This is the most straightforward solution that entirely disables LOHs which comes with performance loss. I believe that the loss brought by the outliner would be significantly worse than the loss of LOHs which could be ignored. This should be acceptable since we want to maximize the code size wins and performance loss is expected. The thing I am not sure about is how much performance loss it would bring and if it is worth trading it with 2% code size reduction.
Move AArch64CollectLOH after MachineOutliner
By letting the outliner run first we can still collect LOHs as usual so we could still benefit from them. However, adjusting the optimization pipeline seems to be a nontrivial change and I am not sure if it is doable or acceptable by the community.
For anyone following along, LOH is a MachO-specific directive which directs linker relocation optimizations. ELF uses a different mechanism to achieve a similar result.
I would guess the performance difference from enabling LOH is small; modern cores are very good at integer arithmetic.
Moving AArch64CollectLOH from addPreEmitPass to addPreEmitPass2 is reasonable at first glance… but I might be missing something; I only briefly glanced at the code.
In theory LOHs shouldn’t have any impact on compiler codegen so IMO the fact that it was inhibiting outlining was a bug that moving it LOH computing later is the correct fix for.
We also used to disable LOH to reduce the binary size.

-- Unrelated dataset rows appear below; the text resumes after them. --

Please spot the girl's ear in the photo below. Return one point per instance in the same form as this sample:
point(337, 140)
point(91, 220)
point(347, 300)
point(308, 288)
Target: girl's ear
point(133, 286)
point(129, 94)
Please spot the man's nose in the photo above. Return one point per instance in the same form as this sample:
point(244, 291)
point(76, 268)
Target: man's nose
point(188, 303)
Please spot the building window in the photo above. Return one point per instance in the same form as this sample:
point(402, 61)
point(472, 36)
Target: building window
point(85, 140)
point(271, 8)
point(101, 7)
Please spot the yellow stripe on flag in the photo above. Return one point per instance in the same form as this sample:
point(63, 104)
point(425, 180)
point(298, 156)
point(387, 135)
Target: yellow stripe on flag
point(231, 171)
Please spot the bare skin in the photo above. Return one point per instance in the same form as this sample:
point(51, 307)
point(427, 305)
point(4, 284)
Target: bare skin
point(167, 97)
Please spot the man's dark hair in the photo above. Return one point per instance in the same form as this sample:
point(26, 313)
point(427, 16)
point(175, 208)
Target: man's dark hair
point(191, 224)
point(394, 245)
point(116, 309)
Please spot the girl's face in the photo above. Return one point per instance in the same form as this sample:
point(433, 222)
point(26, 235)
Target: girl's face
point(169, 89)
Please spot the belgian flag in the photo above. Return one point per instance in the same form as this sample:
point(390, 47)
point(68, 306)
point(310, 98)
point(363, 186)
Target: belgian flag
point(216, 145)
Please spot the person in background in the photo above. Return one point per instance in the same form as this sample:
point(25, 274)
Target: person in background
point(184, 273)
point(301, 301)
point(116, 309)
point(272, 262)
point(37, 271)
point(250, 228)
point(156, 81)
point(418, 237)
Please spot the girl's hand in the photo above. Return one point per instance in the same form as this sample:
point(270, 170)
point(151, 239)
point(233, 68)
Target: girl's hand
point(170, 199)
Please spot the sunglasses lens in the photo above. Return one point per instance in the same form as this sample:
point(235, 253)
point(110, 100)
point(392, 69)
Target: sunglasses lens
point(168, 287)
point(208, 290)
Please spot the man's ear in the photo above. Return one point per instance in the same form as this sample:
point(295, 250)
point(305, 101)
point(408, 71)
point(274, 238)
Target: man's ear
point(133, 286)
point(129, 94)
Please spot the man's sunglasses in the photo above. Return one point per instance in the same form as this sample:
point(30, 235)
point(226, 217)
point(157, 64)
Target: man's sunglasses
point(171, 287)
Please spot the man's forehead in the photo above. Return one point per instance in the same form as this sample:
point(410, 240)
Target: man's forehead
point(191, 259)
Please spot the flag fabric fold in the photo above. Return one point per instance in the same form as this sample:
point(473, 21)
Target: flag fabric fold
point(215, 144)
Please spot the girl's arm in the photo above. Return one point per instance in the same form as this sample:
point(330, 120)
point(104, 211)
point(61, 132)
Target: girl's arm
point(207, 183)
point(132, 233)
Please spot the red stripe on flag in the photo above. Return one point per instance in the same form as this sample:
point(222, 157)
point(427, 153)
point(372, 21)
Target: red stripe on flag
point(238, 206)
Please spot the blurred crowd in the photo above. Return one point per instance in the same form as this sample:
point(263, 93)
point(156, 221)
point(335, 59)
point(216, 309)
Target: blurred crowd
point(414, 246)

Moving it to addPreEmitPass2 also seems reasonable. Although the uncompressed size might remain similar to when LOH is disabled, this approach can enhance the compressed size because the linker will emit more NOPs.
As a side note, if we aim to reduce the size further in this context (without emitting NOPs), tools like BOLT or other post-link optimization techniques could theoretically accomplish this.
I have identified a couple of issues by moving AArch64CollectLOH to addPreEmitPass2 on my local machine. My plan is to fix them individually and adjust the optimization pipeline once all problems are resolved.